6 Responses to “Chelvanayakam – Thanthai who pushed Tamil children over Vadukoddai cliff to Nandikadal – Part VI”

  1. Christie Says:

    Chelvanayakam is another Indian colonial parasite.

  2. Ancient Sinhalaya Says:

    Samuel James Veluppillai Chelvanayakam.
    First velu was also a catholic like the murderous hitler malapaharan. Rebel aginst the government and
    become the rulers of hindus and Buddhists! First velu started the seeds of hatred. Then second velu took it to
    astronomical heights by murdering more than 100,000, mostly Buddhists and same time let more than 500,000 to
    claim asylum in developed countries blaming the Sri Lankan governments. Still not happy, they want more and more.

    Em manure says suffering. A lot of suffering of course. Sinhalese can’t live north and the east. But the foreigners have Colombo to themselves as well. Get everything they want and more still bites the hand feed them!
    Never a good word, never grateful, never happy!

  3. SA Kumar Says:

    Chelvanayakam – Thanthai- had two pack B-C (with SLFP) & D-C (with UNP) before He declared VR

  4. Fran Diaz Says:

    Both Pacts were grossly unfair by the rest of the People of Lanka. They were demands that came right after the Tamil leaders got a taste of the British Empire ‘divide & rule’ with pluses for Tamil leaders.
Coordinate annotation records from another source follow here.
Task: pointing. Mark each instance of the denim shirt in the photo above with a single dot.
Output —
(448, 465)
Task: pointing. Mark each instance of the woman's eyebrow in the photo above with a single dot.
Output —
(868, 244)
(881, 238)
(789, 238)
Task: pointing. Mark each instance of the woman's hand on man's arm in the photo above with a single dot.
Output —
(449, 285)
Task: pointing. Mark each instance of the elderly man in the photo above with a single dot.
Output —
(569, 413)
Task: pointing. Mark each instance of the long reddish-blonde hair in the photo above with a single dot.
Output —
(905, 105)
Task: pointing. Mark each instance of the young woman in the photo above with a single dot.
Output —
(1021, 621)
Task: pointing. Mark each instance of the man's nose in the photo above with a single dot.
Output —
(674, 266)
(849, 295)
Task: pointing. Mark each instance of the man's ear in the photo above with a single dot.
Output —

    Two Empires ruled Lanka for centuries due to Lanka Trade Route (Ports). Lanka leaders must pay proper attention to use of the Ports ONLY for Peaceful Purposes. It is the ownership of the Ports that the ex-Empires are after, using Tamils as a cats paw.

    Tamils ought to develop their Tamil Homeland, Tamil Nadu. Lanka is for Sri Lankans not for Tamil rule.

  5. SA Kumar Says:

    Both Pacts were grossly unfair by the rest of the People of Lanka- How come both pack agreed with Head of SLFP (SWRD) & UNP (DS) leaders !!!

    Thanthai Cheva / Hon Amirthalingam tried their best to settled in United Mother all fails .
    NoW CM viggi / Hon Sampanthan are trying their best .

    Hope for the best .
    Let me me go back to our 2,000 years day dream ‘naalai pirakkum TE (tomorrow we grt TE -not Today) , Velu wher are you Thalaiva ???

  6. Fran Diaz Says:

    Unfortunate Sri Lanka gives free education & health care, plus Tamil language (O&N) to Tamils, NO Caste lines on Tamil birth certificates, jobs, etc., yet Tamil Leaders are not PATRIOTIC to Lanka ! Tamil masses follow the Tamil leaders ! There appears to be very few PATRIOTIC Tamil people ….
    PATRIOTISM yet to be proved by Tamils of Lanka. They just USE the place and to cap it all, go abroad and condemn the place too !

    The Vadukoddai Resolution of 1976 is still in place, not yet revoked by Tamil leaders.

    PATRIOTISM to Lanka, the crying need of the hour.